Gray wolves are listed as endangered under endangered species laws at both state and federal level and there is no open season in Iowa. Iowa has seen a recent increase in the number of wolves moving in from established populations in the Great Lakes region, so hunters need to be aware of the possibility that what they are looking at may not be a coyote.

“Going forward, hunters need to know the difference between the species,” said Gipp. “On our end, we will provide additional wolf-coyote identification tools on our website and in our publications. We know hunters want to do the right thing and we want to help them.”

The DNR is asking anyone who encounters a wolf to contact their local conservation officer or wildlife biologist.

Coyotes and wolves share many similar characteristics including coloring, but there are features where they differ.

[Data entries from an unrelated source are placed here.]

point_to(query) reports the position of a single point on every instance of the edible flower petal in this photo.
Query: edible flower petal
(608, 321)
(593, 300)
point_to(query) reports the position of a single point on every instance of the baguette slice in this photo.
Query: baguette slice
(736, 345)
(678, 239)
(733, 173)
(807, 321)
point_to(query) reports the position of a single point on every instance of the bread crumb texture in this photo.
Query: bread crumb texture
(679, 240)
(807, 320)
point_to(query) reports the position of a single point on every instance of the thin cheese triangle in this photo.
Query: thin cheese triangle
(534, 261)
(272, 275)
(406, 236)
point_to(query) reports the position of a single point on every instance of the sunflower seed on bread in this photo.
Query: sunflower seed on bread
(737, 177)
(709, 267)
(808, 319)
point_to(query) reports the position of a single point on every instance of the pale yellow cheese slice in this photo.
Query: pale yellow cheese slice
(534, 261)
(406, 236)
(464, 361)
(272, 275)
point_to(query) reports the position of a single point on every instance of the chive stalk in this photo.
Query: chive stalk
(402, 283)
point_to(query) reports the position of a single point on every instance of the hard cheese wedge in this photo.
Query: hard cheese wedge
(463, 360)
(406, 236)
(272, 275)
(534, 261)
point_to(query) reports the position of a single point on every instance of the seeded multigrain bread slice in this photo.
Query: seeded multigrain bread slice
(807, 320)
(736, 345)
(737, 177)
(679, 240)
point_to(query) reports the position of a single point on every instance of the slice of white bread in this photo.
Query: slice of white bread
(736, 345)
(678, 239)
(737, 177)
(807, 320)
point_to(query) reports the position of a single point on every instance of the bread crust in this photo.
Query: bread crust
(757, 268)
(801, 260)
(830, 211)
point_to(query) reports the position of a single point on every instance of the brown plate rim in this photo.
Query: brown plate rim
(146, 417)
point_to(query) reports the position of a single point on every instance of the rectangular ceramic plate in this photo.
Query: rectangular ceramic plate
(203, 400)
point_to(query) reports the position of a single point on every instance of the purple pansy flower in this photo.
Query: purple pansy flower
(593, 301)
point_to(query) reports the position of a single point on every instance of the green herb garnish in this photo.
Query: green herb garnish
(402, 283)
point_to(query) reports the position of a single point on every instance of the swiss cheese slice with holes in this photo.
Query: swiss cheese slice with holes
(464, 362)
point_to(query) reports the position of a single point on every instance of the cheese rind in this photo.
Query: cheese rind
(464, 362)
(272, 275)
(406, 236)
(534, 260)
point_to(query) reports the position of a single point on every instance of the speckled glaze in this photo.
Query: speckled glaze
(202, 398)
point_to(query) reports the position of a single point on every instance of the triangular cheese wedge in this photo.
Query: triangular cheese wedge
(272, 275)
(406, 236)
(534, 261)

Wolves are 5-6 feet long from nose to tail, 27-33 inches at the shoulder and weigh 50-100 pounds. Coyotes are 3 1/2 to 4 1/2 feet long, 20-22 inches at the shoulder and weigh 35-40 pounds.

Coyote hunting season is open all year long, but participation is often highest in January and February especially after January 10 when other hunting seasons close. The number of coyotes harvested in 2013-14 was an all time record high of 15,347. The second highest total was in 2014-15 with 13,911. The current season is expected to be similar. Hunting and trapping are about the only tools to provide some level of population management for coyotes.

The DNR is reviewing how it handles reported sightings for wolves and other occasional visitors internally as the number of these visitors is increasing.